5. Kendala, beberapa hal yang masih menjadi kendala adalah :
-
- Cepatnya perubahan regulasi sebagai indicator standar mutu
- Disparitas pemenuhan ketersediaan dan kompetensi pendidik dan tenaga kependidikan yang memerlukan waktu dalam mekanisme pemenuhannya, dalam hal ini khususnya kebutuhan akan distribusi guru yang memenuhi rasio dengan beban mengajar, serta rasio pengawas dengan jumlah satuan Pendidikan dan persebaran yang beragam.

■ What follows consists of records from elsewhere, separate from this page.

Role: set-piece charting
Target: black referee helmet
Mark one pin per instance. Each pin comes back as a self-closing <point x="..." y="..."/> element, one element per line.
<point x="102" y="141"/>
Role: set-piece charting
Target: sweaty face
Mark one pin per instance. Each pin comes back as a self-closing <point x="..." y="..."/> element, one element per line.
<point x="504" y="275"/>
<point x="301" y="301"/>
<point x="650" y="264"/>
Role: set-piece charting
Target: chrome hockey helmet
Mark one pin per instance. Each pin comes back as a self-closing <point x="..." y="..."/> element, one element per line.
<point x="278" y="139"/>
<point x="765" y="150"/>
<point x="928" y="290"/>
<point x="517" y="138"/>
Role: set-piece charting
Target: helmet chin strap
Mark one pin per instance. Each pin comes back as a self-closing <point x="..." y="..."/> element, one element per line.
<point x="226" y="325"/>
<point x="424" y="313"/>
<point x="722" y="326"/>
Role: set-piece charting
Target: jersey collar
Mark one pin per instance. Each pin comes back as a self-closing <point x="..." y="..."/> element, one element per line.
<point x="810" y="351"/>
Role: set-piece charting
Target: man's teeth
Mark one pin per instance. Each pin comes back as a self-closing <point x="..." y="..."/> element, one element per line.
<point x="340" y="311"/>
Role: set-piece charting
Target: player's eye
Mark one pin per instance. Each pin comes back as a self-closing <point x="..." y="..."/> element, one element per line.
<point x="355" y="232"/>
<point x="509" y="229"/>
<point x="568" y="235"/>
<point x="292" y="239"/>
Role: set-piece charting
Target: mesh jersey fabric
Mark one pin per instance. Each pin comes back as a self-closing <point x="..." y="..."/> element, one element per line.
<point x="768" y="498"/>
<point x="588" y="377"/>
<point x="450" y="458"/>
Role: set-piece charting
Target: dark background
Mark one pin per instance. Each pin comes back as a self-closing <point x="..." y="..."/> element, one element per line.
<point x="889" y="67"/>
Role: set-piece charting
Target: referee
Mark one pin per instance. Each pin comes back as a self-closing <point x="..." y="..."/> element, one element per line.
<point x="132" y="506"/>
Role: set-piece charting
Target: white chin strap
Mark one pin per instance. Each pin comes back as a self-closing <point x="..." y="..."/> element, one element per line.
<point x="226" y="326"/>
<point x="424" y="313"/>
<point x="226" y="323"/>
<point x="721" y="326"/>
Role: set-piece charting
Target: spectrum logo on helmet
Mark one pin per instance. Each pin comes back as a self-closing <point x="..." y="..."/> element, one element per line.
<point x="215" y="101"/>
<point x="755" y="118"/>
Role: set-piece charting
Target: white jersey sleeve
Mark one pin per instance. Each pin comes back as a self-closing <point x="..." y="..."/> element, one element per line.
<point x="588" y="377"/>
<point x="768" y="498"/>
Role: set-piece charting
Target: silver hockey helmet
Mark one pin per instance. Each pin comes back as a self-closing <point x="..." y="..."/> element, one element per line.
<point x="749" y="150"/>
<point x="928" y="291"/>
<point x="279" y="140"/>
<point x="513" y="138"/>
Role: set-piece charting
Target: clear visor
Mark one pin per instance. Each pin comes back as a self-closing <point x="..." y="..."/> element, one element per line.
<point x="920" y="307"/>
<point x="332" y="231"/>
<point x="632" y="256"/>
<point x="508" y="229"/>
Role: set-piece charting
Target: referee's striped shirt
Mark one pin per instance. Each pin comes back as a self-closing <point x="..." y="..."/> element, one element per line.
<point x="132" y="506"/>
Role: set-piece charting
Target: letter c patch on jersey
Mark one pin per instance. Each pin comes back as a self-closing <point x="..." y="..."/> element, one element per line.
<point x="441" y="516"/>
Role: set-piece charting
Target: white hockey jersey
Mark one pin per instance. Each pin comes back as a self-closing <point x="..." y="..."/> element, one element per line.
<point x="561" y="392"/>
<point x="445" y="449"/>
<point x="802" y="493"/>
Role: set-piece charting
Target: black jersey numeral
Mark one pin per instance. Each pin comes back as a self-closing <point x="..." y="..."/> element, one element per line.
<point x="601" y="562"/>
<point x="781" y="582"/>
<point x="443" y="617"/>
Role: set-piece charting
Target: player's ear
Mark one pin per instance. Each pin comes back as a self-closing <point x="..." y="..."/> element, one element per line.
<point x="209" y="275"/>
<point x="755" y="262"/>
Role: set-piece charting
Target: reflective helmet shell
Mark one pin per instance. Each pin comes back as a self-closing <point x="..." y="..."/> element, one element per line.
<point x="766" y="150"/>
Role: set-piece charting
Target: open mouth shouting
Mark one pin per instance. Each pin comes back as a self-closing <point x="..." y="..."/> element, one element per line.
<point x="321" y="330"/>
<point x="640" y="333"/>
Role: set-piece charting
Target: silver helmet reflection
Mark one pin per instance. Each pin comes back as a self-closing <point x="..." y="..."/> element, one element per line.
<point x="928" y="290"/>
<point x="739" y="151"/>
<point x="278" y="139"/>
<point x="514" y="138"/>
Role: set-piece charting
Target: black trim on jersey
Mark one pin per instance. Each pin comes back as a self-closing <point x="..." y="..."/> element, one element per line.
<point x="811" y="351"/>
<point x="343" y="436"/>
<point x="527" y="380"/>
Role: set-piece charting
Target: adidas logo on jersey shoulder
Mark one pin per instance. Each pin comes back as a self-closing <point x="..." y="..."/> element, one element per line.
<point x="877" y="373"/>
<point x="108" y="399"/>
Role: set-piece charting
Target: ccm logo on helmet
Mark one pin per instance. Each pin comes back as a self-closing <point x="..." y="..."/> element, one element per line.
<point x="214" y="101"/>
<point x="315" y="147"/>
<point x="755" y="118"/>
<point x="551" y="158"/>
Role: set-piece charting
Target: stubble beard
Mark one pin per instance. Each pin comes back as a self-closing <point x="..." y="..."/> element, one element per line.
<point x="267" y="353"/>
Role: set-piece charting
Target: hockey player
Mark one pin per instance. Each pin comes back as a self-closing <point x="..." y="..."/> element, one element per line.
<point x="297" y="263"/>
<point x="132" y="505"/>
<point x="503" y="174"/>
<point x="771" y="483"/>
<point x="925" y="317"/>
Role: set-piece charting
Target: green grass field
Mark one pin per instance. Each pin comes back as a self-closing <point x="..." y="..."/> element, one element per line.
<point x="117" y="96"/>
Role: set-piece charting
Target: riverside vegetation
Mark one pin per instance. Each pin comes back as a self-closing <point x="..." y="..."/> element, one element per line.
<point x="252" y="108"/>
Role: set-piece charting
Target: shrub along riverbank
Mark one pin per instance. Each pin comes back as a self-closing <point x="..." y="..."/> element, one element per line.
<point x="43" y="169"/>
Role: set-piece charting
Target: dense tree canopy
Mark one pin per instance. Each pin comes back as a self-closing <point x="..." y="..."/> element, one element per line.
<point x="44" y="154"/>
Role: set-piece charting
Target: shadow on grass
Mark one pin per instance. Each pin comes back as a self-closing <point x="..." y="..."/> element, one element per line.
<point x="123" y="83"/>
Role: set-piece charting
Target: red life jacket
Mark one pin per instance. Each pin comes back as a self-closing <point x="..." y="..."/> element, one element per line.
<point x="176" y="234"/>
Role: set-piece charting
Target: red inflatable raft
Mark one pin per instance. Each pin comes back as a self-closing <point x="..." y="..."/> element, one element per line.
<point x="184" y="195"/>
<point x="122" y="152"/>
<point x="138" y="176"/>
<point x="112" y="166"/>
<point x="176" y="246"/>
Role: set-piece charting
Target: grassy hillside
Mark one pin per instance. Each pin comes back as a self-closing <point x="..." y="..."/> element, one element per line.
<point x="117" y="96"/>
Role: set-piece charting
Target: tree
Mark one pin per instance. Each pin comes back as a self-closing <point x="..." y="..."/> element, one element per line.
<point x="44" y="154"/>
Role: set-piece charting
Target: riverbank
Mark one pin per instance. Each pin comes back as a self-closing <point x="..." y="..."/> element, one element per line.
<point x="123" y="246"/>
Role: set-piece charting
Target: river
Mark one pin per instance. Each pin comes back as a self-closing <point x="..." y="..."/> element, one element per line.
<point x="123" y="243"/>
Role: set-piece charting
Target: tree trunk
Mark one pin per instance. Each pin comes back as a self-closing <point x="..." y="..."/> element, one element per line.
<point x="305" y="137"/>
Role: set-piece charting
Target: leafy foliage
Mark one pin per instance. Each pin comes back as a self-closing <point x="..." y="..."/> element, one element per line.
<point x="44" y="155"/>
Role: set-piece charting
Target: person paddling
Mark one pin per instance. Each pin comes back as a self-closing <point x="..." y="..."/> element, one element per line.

- Masih terdapat daerah yang kurang memadai untuk dapat mengakses berbagai platform digital
PENUTUP
-
Simpulan
Seiring dengan telah terbitnya Permendagri No 59 tahun 2021 tentang Standar Pelayanan Minimum, maka perencanaan daerah akan difokuskan pada program dan kegiatan untuk pencapaian indikator di dalam SPM. Oleh karena itu, Dewan Pendidikan saat menjalankan peran dan fungsinya melalui strategi Design Thinking tersebut, tidak akan terlepas dari 14 indikator urusan Pendidikan yang targetnya harus terukur dan memastikan terjadinya Peningkatan Mutu layanan Pendidikan yang dirasakan oleh masyarakat Jawa Tengah. Dimulai dari memastikan bahwa berbagai program kegiatan yang direncanakan dalam RKA Pemerintah Daerah sesuai dengan kebutuhan layanan Pendidikan yang bermutu, begitu pula melalui pengawasan atas pelaksanaan dari berbagai program Pendidikan serta melakukan evaluasi berdasarkan capaian indicator urusan Pendidikan, bahkan sampai ke dampaknya. Melalui Design Thinking dengan strategi Dekon Foreksi, Dewan Pendidikan dapat menerapkan langkah-langkah yang dimulai dari tahap Empathise, Fase implementasi, dengan tahap formulasi, eksekusi, serta refleksi untuk kepentingan tindak lanjut perbaikan sampai solusi tersebut benar2 efektif dan berdampak pada Peningkatan Layanan Pendidikan yang bermutu yang dapat diukur dari pemenuhan 14 indikator urusan Pendidikan Propinsi Jawa Tengah,
-
Saran
Agar penerapan strategi ini efektif, disarankan koordinasi lintas OPD, serta UPT Kemendikbudristek agar ketika terjadi perubahan-perubahan yang relative sangat cepat terkait regulasi sebagai indicator standar mutu serta target capaiannya terkonfirmasi segera. Termasuk juga berkolaborasi dengan mitra pembangunan, agar intervensi yang dilakukan teridentifikasi progressnya, serta dapat menjadi praktik baik serta memungkinkan untuk menjadi rujukan dan replikasi di satuan Pendidikan lain.
REFERENSI
Arifpermana RATUM https://binus.ac.id/bandung/2019/12/tes/ jumat 27 januari 2023 pk 20.42 wib
Nugraheni Triasturi.2023. Design Thinking BBPMP Jawa Tengah. Bahan paparan https://www.interaction–design.org/literature/article/what–is–design–thinking–and–why–is–itso–popular
https://www.interaction–design.org/literature/article/5–stages–in–the–design–thinking–process
https://www.cyber–duck.co.uk/insights/design–thinking–the–secret–to–a–successful–digitaltransformation
https://www.academia.edu/45171645/KONSEP_TEORI_DAN_PROSEDUR_DESIGN_THI NGKING
Saifulloh. 2023. Design Thinking untuk SMA N 1 Jombang. Bahan paparan.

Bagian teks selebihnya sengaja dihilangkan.